I am from Milos. I stay there every summer, and my house is very close to the port. Year after year, every day, especially in July/August, I observe dozens of tourists show up without a reservation, spend their entire day in frustration looking for rooms, only to pick up their luggage and take the next boat back to Athens because they have not found a place to stay (even the elusive 20-Euro room). That's no way to spend one's vacation. I wish I had the chance to tell them beforehand not to show up in the island at the height of the tourist season without a confirmed reservation, but there is no way I could have communicated with every potential tourist beforehand. In your case, however, I am having this very chance here and now, and I am warning you to avoid the same pitfall.
I get asked this a lot. Here is a sample question from a prospective traveller, and my reply:
Could you please give us a piece of advice? Some friend who stayed last summer in [greek island], told us that they didn't book any rooms in advance. In fact they went directly to [greek island] and when they arrived, they met a lot of local people at the seaport, that wanted to rent the rooms of their pensions for few euros. So our friends took a room for just 20 euros/per night in August!
Do you think we could have a similar experience? Do you think we'll find cheap accomodation, without booking in advance?
Yes, I know about this practice. It is quite common in the greek islands. It is true that you can take your chances and maybe find something like that. Then again, you might not.
The people scavaging for tourists at the seaport generally have cheap, but low-quality rooms, illegally made available for rent. They may show up at the port one day because they have one "vacancy", and not show up the following 3 days because they are full. Their lack of license to operate a legitimate rooms-for-rent establishment means that they probably do not meet the requirements set by the Greek National Tourism Organization, their services are substandard and their hygiene is suspect. In other words, you get what you pay for, probably less, and you take your chances. Why do you think there are people renting out space for 20 Euros at the seaport, while at the same time hotels with lodging at 50-150 Euros/night are fully booked?
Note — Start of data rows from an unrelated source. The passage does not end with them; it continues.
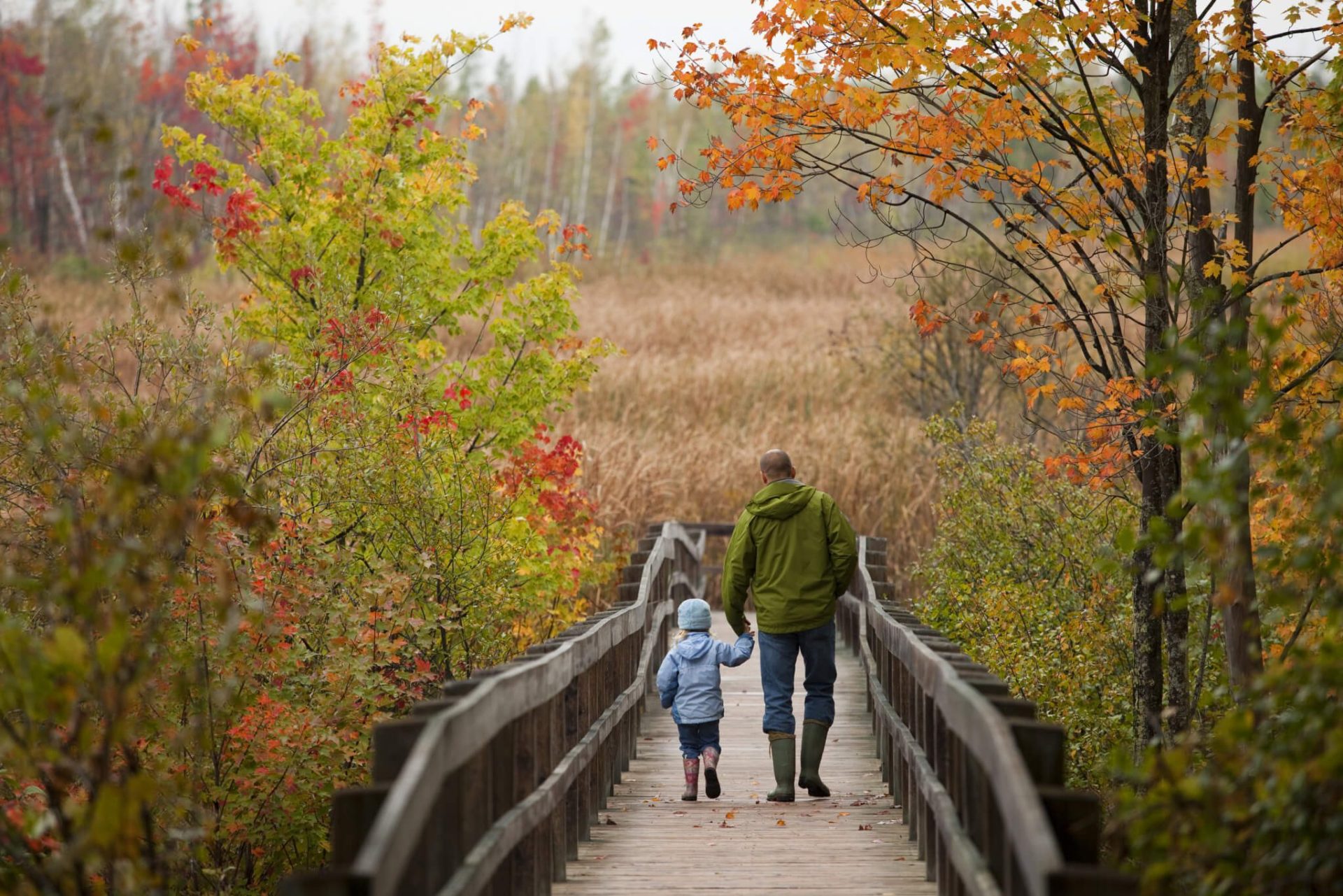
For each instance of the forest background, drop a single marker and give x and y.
(410, 405)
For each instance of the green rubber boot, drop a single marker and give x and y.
(783, 751)
(813, 747)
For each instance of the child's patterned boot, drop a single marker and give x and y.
(692, 781)
(711, 773)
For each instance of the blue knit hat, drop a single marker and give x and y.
(693, 616)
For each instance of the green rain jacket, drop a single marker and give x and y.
(797, 553)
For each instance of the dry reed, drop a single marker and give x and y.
(723, 362)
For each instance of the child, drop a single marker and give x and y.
(689, 684)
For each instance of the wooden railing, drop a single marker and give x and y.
(979, 779)
(490, 788)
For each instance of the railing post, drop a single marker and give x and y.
(574, 799)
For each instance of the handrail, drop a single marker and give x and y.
(978, 778)
(492, 786)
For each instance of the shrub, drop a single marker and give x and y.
(1023, 576)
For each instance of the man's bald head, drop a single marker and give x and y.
(775, 464)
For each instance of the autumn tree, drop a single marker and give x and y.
(1081, 144)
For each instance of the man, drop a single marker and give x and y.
(797, 553)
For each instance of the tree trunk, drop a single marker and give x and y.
(1236, 563)
(1159, 605)
(1202, 293)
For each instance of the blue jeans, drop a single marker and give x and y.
(696, 738)
(779, 660)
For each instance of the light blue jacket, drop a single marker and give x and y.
(689, 680)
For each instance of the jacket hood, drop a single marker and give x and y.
(781, 500)
(697, 643)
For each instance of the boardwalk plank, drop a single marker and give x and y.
(648, 841)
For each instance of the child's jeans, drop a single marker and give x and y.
(696, 738)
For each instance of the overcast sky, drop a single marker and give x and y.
(553, 42)
(560, 27)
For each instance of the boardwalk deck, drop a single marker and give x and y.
(851, 843)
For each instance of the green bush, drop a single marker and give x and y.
(1024, 578)
(1255, 806)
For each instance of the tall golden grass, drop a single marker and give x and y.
(720, 363)
(723, 362)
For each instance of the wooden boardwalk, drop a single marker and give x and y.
(851, 843)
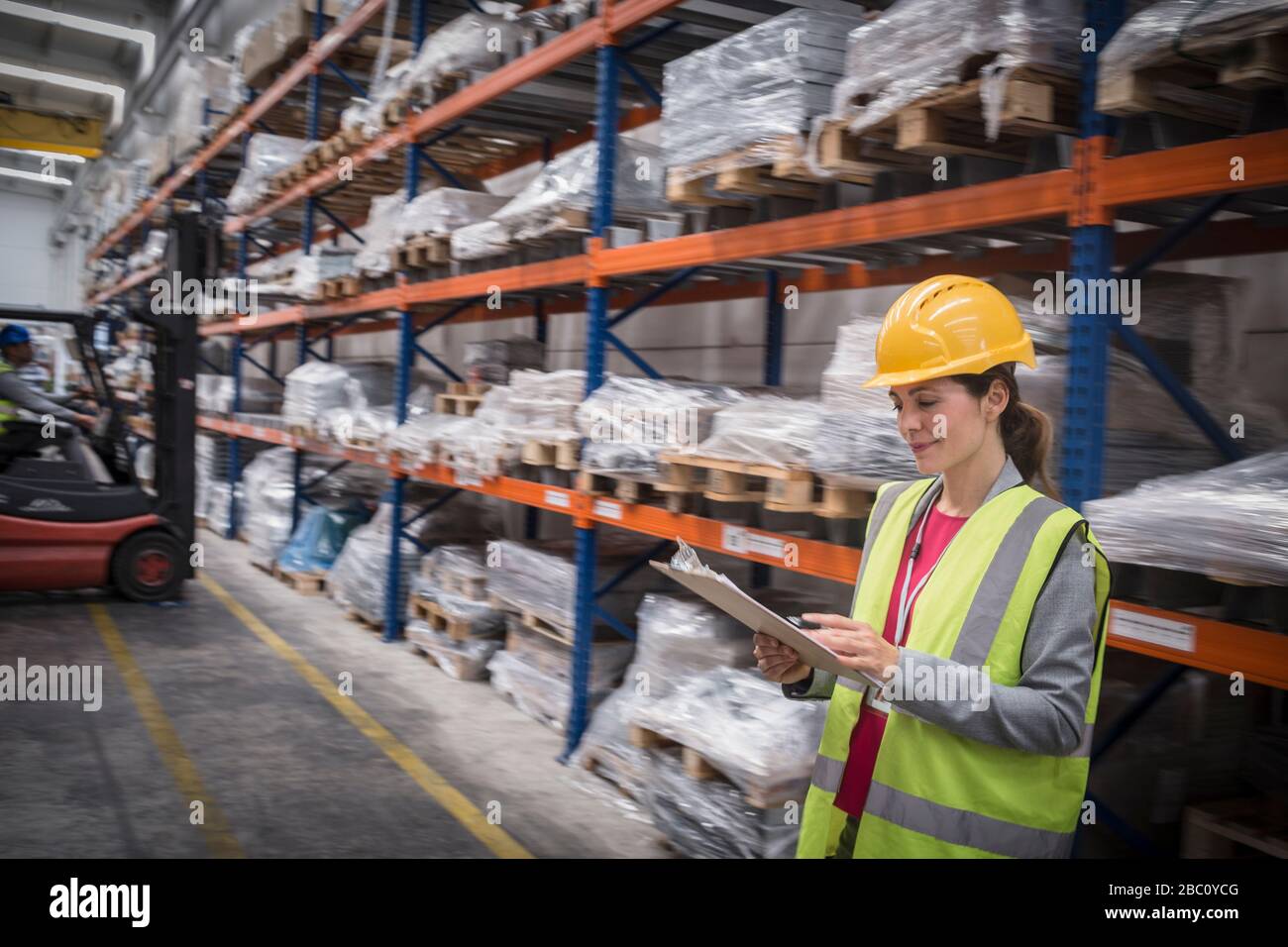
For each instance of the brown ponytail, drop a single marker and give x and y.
(1025, 431)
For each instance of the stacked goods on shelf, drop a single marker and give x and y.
(858, 441)
(677, 635)
(450, 616)
(360, 575)
(558, 201)
(1231, 522)
(627, 423)
(426, 223)
(1198, 60)
(266, 157)
(539, 579)
(921, 75)
(489, 361)
(743, 102)
(1184, 317)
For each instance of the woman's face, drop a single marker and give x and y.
(941, 421)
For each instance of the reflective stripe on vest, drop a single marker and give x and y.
(935, 793)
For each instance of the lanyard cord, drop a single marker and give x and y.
(905, 598)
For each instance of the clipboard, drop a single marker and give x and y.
(734, 602)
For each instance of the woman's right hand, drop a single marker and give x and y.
(777, 661)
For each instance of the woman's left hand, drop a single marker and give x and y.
(857, 644)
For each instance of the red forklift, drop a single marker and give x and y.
(73, 521)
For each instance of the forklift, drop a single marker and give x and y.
(75, 521)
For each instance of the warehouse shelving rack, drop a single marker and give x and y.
(1070, 211)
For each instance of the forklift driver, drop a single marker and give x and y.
(18, 438)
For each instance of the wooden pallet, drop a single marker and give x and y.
(732, 480)
(1214, 82)
(698, 767)
(439, 620)
(1231, 827)
(449, 403)
(561, 455)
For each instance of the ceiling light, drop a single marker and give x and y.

For a country with thousands of miles of coastline, it is ironic that seafood is more expensive than meat. In Milos, as in most other Greek islands, you won't find significant variation in prices from one restaurant to another, but fresh fish and especially lobster prices are quite high.
Just be careful when reading the menus: Prices for lobster and seafood in general are quoted per kilo, not portion. This means that a price of say, €88 per kilo of lobster may translate into a €176 bill for a platter that contains 2 kilos of lobster.
Also, be careful of what exactly you are ordering: There might be menu entrees such as "Lobster Spaghetti" with a price tag of say, €26, but they usually include no more than 250g of lobster. If you opt for lobster "by the kilo" instead, a serving of 1Kg of lobster will cost you €88 at current prices, even though the accompanying spaghetti is "free". Some menus do not make the distinction very clear at all, and then there is always the language barrier issue. Make sure the waiter understands what you are ordering exactly.
A good bet is to choose a restaurant bearing the coveted "Milos is for Lovers RECOMMENDED" sign as a guarantee of food quality and decent service.
They cancelled two ferries, I here this is very rare, and I had to switch my stay to Paros in order to get to Santorini. It wasn't a big problem as I could have stayed in Milos one extra day but then I would have had to take the 00:30 hrs ferry which wouldn't gotten to Santorini until about 04:30 hrs. The ferry is a very nice way to travel though, a must do!
It is advisable to mind your step when exploring the mountains of Milos. Vipera Lebetina is a local snake appointed only to Milos Island.